Karıştırılma ihtimali bakımından sınıfsal benzerliğin söz konusu olması halinde önceki ve sonraki markanın aynı ya da benzer olup olmadıklarının incelenmesi gerekir. Markaların aynı ya da benzer olup olmadıkları incelenirken markayı oluşturan her bir unsura göre değil, bir bütün olarak karşılaştırılan markaların bıraktığı genel, global izlenim, markaların bütünü ile bıraktığı etki dikkate alınacaktır. Markalarda eğer tanımlayıcı unsurlar var ise bu unsurlar değerlendirme dışı bırakılacaktır. Global değerlendirmeye göre, karşılaştırılan markalar arasında karıştırılma ihtimalinin mevcut olup olmadığı incelenirken, ilgili alıcısı nezdinde bıraktıkları genel intibaya göre markaların benzer olup olmadığı, markalar arasında görsel, işitsel ve kavramsal benzerlik bulunup bulunmadığı, ortalama alıcısının algısının ve satın alma kararı verirken göstereceği özen ve dikkat derecesinin ne olduğu, markalar veya işletmeler arasında bağlantı ihtimalinin söz konusu olup olmadığı gibi hususlar incelenerek değerlendirme yapılmalıdır.

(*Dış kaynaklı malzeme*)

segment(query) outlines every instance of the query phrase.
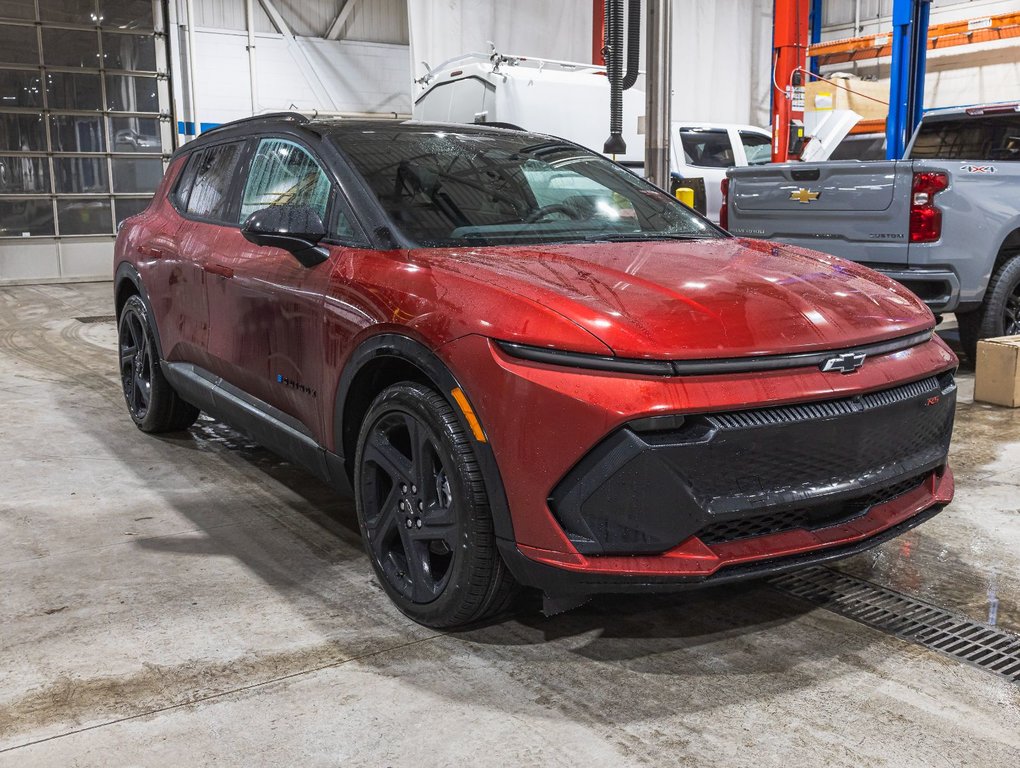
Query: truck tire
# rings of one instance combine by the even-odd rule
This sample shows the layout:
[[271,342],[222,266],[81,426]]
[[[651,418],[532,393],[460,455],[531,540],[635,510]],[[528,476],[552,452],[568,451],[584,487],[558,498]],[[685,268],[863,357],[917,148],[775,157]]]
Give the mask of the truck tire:
[[1020,334],[1020,254],[996,270],[980,309],[957,316],[960,343],[970,361],[977,362],[981,339]]

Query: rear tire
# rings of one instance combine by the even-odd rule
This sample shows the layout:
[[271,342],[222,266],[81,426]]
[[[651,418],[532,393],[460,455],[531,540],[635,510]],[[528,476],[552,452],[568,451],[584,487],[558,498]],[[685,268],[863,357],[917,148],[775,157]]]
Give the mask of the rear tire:
[[981,339],[1020,334],[1020,254],[1005,261],[988,280],[980,309],[957,315],[960,343],[971,362],[977,362]]
[[195,423],[199,409],[182,400],[163,376],[149,312],[138,296],[129,297],[120,310],[117,352],[128,412],[139,429],[172,432]]
[[358,436],[354,474],[361,534],[382,588],[431,627],[504,610],[515,582],[496,547],[471,439],[436,391],[385,390]]

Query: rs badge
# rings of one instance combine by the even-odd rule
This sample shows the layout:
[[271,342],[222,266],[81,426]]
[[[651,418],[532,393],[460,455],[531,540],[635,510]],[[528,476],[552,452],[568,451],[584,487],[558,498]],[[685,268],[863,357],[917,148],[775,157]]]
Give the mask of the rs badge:
[[866,357],[867,355],[863,352],[844,352],[842,355],[836,355],[835,357],[830,357],[822,361],[822,364],[819,367],[824,372],[837,370],[840,373],[853,373],[855,370],[864,365],[864,359]]

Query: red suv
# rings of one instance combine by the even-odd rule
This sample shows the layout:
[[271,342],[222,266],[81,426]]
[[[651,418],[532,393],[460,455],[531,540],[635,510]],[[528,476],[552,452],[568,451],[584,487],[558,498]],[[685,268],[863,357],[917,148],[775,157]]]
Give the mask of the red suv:
[[206,132],[117,239],[144,431],[206,411],[353,488],[431,626],[760,576],[938,512],[957,359],[875,272],[732,238],[606,158],[484,126]]

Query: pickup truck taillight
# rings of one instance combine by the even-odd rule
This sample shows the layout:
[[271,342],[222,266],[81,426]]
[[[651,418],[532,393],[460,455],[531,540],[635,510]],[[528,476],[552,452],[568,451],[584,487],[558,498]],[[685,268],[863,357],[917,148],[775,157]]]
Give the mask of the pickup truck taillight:
[[942,237],[942,212],[935,205],[935,195],[950,186],[945,173],[914,173],[910,193],[910,242],[934,243]]
[[719,226],[723,229],[728,229],[729,207],[727,206],[727,201],[729,200],[729,180],[725,176],[719,183],[719,190],[722,192],[722,205],[719,206]]

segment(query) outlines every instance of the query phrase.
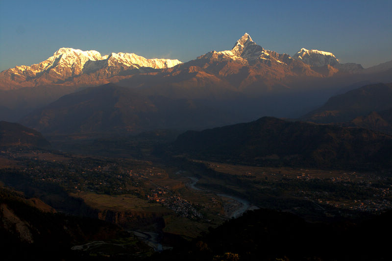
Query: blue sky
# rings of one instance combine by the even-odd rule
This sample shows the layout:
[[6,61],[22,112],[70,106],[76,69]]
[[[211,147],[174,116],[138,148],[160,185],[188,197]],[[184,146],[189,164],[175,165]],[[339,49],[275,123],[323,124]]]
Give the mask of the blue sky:
[[392,1],[0,0],[0,71],[61,47],[183,62],[231,49],[245,32],[293,55],[330,51],[365,68],[392,60]]

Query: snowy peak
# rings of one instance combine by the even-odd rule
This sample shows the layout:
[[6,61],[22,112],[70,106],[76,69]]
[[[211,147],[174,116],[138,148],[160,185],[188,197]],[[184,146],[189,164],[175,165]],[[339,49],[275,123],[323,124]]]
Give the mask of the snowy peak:
[[305,48],[302,48],[293,56],[293,58],[311,66],[319,67],[327,65],[334,66],[339,64],[339,60],[332,52],[308,50]]
[[[30,79],[40,82],[58,82],[67,81],[84,73],[97,72],[99,77],[111,77],[121,71],[151,67],[163,69],[172,67],[182,63],[178,60],[146,59],[134,53],[112,53],[102,56],[94,50],[82,51],[79,49],[62,47],[53,56],[39,64],[31,66],[16,66],[2,72],[5,81],[16,79],[19,83],[26,83]],[[103,70],[100,73],[99,70]]]
[[253,42],[250,36],[245,33],[234,44],[231,50],[217,52],[213,51],[197,57],[214,60],[234,60],[239,62],[254,62],[256,61],[274,61],[283,63],[278,55],[270,55],[270,51],[264,49]]
[[236,42],[231,49],[234,55],[251,60],[257,59],[263,50],[263,47],[253,42],[247,33]]

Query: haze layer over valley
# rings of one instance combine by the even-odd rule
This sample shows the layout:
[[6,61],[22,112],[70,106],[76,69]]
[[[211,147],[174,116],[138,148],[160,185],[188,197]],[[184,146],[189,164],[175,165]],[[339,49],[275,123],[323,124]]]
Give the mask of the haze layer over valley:
[[[189,124],[181,117],[194,117],[194,113],[187,115],[178,109],[182,111],[179,114],[171,113],[171,117],[177,123],[163,124],[153,118],[161,117],[158,115],[167,113],[163,112],[166,109],[152,104],[150,108],[155,114],[146,116],[148,124],[121,127],[122,131],[128,129],[137,132],[161,128],[202,129],[264,116],[296,118],[321,105],[342,88],[392,81],[392,68],[387,65],[364,69],[359,64],[341,64],[332,53],[304,48],[292,57],[264,48],[247,33],[231,50],[213,51],[184,63],[178,60],[147,59],[132,53],[112,53],[102,56],[96,51],[62,48],[39,64],[17,66],[1,72],[0,117],[7,120],[22,120],[44,131],[39,126],[43,123],[52,125],[52,117],[64,121],[60,119],[62,114],[57,111],[60,100],[55,101],[56,99],[88,87],[113,83],[132,89],[134,94],[129,95],[131,100],[140,102],[155,97],[155,100],[170,100],[171,103],[190,103],[193,111],[209,108],[218,112],[208,119],[198,116],[194,124]],[[98,100],[94,101],[97,98],[94,92],[93,89],[83,91],[83,96],[95,103],[98,111],[109,118],[114,117],[107,111],[113,108],[100,106]],[[116,108],[115,104],[113,106]],[[135,102],[129,110],[142,111],[144,109],[140,106],[140,102]],[[62,110],[80,115],[77,109],[64,106],[67,103],[61,106]],[[27,116],[38,108],[33,116]],[[50,116],[45,116],[48,111]],[[85,117],[91,118],[92,115]],[[128,117],[122,114],[121,118]],[[51,131],[69,131],[55,129],[54,126]],[[113,128],[112,130],[119,129]],[[73,133],[111,131],[107,127],[79,126],[73,129]]]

Bu şekilde inceleme yapılırken, markanın toplumda ne kadar tanındığı, markaların ayırt edici unsurlarının neler olduğu, markanın hitap ettiği ürün ya da hizmetin tüketici kitlesinin kimler olduğu, bu kitlenin satın alma sürecinde göstermeleri beklenen dikkat ve algılama düzeyinin ne olduğu, mal veya hizmetin niteliğinin ve fiyatının ne olduğu, markanın ne kadar özgün, ayırt edici ya da tanımlayıcı olduğu, seri marka algılamasına yol açıp açmadığı gibi hususlar dikkate alınmalıdır.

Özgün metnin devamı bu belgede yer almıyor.